He’s perky and ambulatory, according to her report, and he drank some water early today. They’ll make sure that goes through his system, and then they’ll give him soft food. If it passes, we’ll be able to bring him home. That’ll probably be Saturday, giving us two full days to watch him here before we roll again.

We ran errands today and generally ran around. We returned to the town of Mitchell, home of The World’s Only Corn Palace, to find crews already working furiously on next year’s murals.

Man, it felt good to be back.

We had a long conversation with an older gentleman working behind the counter of a small souvenir store, and he remembered us from our visit in August. Later, on a whim, we stopped by a pawn shop — no particular reason, just something to do.

This had to be the cleanest, tidiest pawn shop I’ve ever seen. The mom-and-pop owners take great pride in presenting a respectable image, especially when it comes to firearms.

They’re passionate about pheasant hunting, too, we discovered. I left with a complimentary bumper sticker. (See today’s header image.)

And speaking of pheasant hunting, we paid a visit to the Cabela’s near our campground. The store was all dolled up for its 2021 “Pheasant Opener,” with South Dakota state wildlife officers on-hand to assist.

Yeah, it’s a big deal out here. Youth season is only three days away.

Our Thursday ended with one more reprise — dinner at the Mexican restaurant that impressed us so much two months ago. We can once again confirm that the planet’s best margarita can be had at, of all places, a small restaurant in eastern South Dakota.

Our waiter recognized us. It sure is nice to be remembered.

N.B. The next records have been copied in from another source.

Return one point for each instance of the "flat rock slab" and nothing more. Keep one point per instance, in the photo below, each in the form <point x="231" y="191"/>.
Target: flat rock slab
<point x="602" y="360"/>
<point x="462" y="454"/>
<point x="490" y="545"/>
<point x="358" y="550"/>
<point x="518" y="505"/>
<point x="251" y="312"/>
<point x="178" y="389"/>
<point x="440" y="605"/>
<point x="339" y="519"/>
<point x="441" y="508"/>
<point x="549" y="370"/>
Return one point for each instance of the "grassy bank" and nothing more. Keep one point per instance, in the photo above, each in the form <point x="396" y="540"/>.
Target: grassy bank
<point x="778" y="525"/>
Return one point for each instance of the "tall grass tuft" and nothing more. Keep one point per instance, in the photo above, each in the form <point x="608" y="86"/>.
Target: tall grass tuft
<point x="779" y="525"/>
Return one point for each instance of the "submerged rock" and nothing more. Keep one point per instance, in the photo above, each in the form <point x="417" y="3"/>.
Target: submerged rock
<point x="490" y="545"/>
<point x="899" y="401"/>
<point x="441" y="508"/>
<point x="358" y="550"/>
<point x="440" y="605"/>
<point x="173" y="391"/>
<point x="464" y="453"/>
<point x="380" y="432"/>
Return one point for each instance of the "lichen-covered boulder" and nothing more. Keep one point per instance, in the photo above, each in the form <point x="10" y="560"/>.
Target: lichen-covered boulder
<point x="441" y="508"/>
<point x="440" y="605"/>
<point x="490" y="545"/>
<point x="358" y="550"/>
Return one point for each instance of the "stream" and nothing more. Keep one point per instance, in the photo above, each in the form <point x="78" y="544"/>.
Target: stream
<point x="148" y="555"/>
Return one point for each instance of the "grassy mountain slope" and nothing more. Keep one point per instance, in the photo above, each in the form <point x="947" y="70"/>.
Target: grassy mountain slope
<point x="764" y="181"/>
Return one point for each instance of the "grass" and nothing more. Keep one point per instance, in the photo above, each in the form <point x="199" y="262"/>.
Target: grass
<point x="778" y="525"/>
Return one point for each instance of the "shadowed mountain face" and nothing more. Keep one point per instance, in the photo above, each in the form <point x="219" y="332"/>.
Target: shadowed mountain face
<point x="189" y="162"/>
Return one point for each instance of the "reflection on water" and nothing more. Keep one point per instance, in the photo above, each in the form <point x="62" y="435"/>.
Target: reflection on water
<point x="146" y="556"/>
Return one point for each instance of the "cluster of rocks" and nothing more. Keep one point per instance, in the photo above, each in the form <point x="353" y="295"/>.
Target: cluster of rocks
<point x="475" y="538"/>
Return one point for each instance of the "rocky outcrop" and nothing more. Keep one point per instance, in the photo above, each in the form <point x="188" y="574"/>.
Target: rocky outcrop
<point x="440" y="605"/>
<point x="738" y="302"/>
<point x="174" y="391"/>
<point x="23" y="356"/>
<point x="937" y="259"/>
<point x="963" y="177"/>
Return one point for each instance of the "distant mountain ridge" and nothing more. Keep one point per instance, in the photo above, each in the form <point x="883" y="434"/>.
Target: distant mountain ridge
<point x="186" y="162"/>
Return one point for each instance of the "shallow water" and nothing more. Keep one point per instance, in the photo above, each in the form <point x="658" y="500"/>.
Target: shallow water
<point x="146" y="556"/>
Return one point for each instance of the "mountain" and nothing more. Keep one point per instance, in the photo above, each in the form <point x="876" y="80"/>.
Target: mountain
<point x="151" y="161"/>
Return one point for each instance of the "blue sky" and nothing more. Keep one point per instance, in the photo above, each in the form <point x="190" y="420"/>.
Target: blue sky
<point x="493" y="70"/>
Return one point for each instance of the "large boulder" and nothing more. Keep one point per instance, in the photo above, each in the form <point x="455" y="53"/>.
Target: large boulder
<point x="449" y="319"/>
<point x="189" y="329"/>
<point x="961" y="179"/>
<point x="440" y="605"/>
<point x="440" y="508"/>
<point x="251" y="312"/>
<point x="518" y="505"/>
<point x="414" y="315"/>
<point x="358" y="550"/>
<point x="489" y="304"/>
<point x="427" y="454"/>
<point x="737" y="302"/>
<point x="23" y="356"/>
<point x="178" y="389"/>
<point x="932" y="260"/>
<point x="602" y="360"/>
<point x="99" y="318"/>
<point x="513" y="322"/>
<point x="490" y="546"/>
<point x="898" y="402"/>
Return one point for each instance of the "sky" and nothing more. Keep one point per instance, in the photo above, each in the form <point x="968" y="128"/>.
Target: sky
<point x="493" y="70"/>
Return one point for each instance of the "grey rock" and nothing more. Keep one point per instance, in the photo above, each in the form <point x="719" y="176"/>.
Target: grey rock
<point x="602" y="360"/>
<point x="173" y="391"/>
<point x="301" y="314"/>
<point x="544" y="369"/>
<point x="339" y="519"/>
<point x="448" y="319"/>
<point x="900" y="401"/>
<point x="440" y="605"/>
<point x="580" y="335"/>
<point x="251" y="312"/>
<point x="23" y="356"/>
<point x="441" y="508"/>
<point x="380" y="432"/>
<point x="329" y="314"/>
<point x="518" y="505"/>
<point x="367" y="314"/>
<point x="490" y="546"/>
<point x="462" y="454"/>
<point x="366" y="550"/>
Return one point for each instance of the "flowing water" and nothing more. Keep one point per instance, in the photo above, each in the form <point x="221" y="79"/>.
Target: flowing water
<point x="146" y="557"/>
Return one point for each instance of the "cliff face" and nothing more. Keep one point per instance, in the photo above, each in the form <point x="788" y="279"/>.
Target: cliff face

As Deb and I drove back to the campground, she made a sharp observation.

“Y’know, I think we just love small towns.”

Mitchell, South Dakota. Harrison, Arkansas. Polson, Montana. Pender, Nebraska. Louisiana, Missouri. Bandera, Texas. These are a few of the places that have drawn us in and, in some cases, have stolen our hearts.

We’re off in search of America. People, it’s out here — we’ve seen it.

Take care of yourselves, Patriots. Stay calm. Stay sharp. Stay free.